The Problem: Reinventing the Wheel
Every time a developer wants to build a tool with Kinetix, they currently have to:
- Instantiate the Engine.
- Build their own HTML buttons for “Play”, “Pause”, “Export”.
- Write custom event listeners to sync a range input with
engine.currentTime. - Figure out the CSS to make the canvas responsive.
This slows down adoption. A developer who wants a “Video Player” doesn’t want to write a formatTime(ms) helper function from scratch.
The Solution: @kinetix/ui
It is not enough to just ship the Logic (the Engine). We must also ship the Interface.

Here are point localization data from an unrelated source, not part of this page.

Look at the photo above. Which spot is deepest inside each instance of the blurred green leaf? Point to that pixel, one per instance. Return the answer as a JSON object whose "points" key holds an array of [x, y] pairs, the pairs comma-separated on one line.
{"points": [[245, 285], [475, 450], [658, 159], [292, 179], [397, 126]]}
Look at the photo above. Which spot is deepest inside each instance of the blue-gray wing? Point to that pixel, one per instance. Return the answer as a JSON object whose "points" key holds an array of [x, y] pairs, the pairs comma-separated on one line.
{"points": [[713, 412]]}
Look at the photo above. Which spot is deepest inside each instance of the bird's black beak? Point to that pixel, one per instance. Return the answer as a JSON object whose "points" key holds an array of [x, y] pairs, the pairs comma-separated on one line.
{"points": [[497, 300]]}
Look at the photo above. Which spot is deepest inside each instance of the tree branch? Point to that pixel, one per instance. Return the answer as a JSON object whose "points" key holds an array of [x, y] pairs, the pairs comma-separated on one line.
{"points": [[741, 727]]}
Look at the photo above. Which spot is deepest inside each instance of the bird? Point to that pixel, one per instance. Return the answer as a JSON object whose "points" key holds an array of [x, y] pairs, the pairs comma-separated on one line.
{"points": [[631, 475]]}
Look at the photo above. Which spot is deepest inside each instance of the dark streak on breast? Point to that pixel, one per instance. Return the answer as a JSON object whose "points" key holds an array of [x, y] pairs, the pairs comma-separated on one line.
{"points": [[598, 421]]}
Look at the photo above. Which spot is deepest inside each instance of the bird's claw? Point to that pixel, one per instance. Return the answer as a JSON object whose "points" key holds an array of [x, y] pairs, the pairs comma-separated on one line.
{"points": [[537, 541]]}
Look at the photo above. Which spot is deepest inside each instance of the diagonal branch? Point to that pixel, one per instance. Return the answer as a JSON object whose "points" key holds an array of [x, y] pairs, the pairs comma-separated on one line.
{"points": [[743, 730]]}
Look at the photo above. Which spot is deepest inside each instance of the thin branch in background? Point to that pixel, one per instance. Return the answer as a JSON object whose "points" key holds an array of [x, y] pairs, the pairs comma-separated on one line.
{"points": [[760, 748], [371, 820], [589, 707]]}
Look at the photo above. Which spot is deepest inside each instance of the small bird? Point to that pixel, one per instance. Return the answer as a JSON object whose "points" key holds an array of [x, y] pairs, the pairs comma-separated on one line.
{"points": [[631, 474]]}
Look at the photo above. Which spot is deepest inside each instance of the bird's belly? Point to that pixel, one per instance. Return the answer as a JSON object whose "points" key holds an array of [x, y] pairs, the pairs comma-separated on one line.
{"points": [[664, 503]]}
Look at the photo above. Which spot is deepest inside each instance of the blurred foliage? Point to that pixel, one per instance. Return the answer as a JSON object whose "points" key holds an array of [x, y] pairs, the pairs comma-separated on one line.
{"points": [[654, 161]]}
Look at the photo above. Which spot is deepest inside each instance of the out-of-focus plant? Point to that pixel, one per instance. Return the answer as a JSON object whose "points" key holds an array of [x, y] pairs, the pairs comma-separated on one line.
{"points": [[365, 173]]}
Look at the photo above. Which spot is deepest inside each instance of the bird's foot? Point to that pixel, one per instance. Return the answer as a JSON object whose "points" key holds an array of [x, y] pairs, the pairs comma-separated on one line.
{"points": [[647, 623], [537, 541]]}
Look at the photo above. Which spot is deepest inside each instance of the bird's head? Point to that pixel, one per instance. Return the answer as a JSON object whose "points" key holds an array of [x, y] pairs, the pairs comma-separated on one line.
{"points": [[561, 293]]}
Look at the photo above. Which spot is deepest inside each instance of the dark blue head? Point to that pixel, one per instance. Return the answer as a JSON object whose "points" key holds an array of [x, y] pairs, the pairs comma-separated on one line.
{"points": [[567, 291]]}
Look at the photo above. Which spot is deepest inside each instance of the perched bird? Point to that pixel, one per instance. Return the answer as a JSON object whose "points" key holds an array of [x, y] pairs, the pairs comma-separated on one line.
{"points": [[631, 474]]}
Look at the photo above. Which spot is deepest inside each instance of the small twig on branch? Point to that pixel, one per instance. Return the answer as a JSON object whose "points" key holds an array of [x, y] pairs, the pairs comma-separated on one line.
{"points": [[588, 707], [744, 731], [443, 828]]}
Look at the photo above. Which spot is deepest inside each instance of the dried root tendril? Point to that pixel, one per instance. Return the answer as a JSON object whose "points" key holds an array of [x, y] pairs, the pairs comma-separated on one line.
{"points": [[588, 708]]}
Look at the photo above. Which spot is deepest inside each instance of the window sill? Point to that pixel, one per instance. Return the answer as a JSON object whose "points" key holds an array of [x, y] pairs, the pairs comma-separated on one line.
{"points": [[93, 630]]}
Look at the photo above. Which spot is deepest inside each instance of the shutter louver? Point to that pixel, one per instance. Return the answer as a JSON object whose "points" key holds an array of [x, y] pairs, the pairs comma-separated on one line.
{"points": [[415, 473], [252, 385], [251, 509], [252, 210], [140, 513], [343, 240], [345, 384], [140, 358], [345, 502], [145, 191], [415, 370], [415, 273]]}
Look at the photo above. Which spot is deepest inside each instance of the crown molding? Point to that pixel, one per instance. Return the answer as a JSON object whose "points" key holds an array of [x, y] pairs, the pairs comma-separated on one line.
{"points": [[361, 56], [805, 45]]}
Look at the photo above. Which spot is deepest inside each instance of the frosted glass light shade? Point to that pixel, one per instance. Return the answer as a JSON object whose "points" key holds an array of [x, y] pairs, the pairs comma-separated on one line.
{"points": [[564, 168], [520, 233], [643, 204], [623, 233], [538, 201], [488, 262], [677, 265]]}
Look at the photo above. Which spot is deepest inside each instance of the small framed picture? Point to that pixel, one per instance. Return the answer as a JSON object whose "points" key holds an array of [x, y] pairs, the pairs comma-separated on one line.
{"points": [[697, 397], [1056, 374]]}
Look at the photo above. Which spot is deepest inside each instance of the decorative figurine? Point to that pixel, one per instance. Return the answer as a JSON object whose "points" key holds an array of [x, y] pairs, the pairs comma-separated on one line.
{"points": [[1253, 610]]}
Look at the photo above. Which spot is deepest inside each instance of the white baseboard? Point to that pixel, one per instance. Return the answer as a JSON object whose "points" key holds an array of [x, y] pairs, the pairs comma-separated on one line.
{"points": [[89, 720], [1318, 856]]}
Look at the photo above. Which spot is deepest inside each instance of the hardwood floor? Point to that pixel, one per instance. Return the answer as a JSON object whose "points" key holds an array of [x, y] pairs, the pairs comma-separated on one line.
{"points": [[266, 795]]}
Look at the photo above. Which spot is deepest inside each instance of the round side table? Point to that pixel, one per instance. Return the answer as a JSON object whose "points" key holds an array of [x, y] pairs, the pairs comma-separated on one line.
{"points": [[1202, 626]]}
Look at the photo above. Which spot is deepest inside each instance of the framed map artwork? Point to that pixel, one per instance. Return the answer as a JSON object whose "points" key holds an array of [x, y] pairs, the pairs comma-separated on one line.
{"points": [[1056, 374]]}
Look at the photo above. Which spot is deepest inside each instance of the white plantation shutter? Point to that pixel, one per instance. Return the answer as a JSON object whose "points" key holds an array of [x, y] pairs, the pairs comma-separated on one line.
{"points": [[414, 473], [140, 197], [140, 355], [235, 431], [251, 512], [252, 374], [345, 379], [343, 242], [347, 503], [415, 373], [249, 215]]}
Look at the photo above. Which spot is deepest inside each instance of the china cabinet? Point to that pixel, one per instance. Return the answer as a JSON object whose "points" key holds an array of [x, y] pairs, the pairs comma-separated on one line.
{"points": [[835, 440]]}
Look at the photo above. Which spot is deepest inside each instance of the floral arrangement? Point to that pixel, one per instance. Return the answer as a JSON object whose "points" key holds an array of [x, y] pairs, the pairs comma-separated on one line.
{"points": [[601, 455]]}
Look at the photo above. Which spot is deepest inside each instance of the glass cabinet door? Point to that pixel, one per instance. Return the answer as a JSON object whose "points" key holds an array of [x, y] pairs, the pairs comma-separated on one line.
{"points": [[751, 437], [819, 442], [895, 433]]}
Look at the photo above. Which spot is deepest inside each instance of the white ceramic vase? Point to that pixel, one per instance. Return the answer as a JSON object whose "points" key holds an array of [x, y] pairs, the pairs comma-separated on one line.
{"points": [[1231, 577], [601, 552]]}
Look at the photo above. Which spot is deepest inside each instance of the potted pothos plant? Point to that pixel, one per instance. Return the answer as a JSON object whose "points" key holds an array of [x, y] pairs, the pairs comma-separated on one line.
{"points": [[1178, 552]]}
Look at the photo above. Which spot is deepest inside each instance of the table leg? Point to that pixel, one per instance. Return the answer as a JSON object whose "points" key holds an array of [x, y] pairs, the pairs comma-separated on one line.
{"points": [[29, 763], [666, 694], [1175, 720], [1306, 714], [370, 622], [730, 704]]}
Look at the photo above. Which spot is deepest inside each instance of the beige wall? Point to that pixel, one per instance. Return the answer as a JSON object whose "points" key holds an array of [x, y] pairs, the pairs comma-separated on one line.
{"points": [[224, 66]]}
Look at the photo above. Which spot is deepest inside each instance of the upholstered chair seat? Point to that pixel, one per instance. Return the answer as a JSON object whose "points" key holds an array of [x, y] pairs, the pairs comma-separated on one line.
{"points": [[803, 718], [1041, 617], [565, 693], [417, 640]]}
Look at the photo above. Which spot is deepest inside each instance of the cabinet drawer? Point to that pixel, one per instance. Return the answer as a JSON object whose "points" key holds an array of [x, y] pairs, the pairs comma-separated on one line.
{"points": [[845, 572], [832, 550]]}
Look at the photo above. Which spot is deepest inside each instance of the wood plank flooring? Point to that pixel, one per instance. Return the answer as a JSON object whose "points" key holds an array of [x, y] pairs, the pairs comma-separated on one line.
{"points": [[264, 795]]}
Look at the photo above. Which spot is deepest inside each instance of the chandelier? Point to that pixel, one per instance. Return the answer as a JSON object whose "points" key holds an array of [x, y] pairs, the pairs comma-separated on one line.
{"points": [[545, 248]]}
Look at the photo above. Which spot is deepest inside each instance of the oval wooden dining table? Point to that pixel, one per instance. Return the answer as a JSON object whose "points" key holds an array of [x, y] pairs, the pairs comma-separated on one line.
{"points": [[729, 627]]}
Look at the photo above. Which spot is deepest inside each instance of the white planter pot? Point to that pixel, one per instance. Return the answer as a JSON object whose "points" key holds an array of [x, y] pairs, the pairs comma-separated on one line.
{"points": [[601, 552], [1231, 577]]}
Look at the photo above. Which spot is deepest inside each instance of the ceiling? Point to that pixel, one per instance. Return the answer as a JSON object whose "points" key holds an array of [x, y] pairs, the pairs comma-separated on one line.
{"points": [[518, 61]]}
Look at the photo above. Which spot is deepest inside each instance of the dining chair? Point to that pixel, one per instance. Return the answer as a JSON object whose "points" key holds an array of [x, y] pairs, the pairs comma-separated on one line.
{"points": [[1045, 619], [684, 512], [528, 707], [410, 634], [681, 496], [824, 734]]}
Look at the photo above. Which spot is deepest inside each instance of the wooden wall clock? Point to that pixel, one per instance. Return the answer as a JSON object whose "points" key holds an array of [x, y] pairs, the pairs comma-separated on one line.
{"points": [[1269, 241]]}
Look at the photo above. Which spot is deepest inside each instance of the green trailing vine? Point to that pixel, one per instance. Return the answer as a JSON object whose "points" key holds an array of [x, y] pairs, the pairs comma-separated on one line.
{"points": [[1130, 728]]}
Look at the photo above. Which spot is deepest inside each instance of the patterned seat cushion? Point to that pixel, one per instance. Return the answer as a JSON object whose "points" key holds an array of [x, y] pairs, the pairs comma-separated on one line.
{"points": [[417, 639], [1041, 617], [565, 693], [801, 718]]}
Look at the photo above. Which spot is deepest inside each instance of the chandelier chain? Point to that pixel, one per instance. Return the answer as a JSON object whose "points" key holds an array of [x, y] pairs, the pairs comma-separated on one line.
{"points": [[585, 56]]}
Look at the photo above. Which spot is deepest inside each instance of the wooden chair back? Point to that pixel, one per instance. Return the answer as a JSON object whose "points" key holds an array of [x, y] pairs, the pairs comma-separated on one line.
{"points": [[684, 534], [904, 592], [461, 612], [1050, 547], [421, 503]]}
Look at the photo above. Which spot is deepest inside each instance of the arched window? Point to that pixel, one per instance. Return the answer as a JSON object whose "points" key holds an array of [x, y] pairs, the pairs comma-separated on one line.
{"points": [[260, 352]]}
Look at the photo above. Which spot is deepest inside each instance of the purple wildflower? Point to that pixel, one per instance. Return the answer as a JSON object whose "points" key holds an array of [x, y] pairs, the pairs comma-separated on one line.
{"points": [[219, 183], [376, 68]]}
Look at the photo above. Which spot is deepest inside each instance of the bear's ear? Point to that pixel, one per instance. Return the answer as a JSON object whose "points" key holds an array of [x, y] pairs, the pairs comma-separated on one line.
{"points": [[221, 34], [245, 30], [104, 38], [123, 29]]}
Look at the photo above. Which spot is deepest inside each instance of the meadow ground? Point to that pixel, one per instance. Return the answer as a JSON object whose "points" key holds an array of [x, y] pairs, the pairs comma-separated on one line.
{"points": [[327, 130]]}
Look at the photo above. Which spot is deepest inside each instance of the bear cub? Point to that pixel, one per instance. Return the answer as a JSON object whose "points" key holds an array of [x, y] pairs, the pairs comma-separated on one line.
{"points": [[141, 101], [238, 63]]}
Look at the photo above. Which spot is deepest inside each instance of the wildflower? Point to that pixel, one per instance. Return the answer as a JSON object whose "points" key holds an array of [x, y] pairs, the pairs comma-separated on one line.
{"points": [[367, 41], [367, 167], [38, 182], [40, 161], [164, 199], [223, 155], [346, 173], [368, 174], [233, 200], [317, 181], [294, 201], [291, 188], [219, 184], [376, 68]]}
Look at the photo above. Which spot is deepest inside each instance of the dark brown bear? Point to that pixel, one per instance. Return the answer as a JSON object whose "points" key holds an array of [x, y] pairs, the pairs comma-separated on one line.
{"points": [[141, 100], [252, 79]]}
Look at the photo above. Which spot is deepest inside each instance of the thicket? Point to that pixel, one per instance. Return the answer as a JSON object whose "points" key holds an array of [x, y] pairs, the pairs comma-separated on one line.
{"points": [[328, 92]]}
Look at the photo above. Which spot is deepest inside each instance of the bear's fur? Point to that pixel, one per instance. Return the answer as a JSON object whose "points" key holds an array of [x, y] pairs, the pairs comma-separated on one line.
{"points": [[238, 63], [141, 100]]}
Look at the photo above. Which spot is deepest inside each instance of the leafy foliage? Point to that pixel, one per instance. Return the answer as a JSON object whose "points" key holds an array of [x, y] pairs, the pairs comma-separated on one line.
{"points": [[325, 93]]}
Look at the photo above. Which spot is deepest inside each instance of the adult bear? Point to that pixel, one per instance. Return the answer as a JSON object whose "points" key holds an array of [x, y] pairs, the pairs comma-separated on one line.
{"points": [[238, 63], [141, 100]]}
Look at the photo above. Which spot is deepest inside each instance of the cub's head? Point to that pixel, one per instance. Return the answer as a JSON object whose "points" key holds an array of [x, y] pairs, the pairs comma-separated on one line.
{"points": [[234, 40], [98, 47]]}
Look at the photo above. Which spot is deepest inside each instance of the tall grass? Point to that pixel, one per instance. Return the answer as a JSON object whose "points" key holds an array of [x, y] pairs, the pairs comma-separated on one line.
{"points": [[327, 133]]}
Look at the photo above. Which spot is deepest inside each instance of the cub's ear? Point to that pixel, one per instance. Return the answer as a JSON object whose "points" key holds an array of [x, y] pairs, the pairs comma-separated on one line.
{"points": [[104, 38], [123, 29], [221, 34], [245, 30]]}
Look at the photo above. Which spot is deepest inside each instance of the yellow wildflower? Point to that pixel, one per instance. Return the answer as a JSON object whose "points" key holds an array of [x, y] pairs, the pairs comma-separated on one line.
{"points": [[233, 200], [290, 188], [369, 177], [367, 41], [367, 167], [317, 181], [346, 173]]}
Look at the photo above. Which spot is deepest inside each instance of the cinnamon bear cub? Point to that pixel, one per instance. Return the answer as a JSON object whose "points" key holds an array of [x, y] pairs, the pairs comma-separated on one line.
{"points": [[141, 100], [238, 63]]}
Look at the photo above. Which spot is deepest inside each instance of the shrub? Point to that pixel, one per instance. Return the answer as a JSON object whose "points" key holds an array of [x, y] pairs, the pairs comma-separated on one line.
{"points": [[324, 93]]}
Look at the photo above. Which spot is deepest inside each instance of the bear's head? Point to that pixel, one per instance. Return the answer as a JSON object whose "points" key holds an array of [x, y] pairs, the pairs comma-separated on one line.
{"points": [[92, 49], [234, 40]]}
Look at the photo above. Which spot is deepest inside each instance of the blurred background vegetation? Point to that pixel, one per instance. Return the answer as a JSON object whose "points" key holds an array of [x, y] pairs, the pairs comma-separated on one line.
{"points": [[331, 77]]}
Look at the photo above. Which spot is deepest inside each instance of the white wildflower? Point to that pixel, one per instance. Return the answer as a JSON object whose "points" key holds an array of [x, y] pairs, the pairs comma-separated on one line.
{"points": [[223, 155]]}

We are proposing a new package (or exports from the core) that provides “Headless” and “Styled” components.
1. The “Headless” Hooks
Imagine using Kinetix with React or Vue easily:
const { isPlaying, togglePlay, currentTime, duration } = useKinetix(engine);
This abstracts away the event listener boilerplate.
2. The Pre-built Components
For faster prototyping, we should offer web components or framework-agnostic UI blocks:
<kinetix-player engine={myEngine}>
<kinetix-canvas slot="screen" />
<kinetix-controls slot="controls" theme="dark" />
</kinetix-player>
Moving Forward
By extracting our custom logic from engine.astro into reusable components, we achieve two things:
- Dogfooding: We verify that our components are flexible enough for real apps.
- Velocity: Future demo pages (or user apps) can be spun up in minutes, not hours.
The goal is to make Kinetix not just an Engine, but a Platform.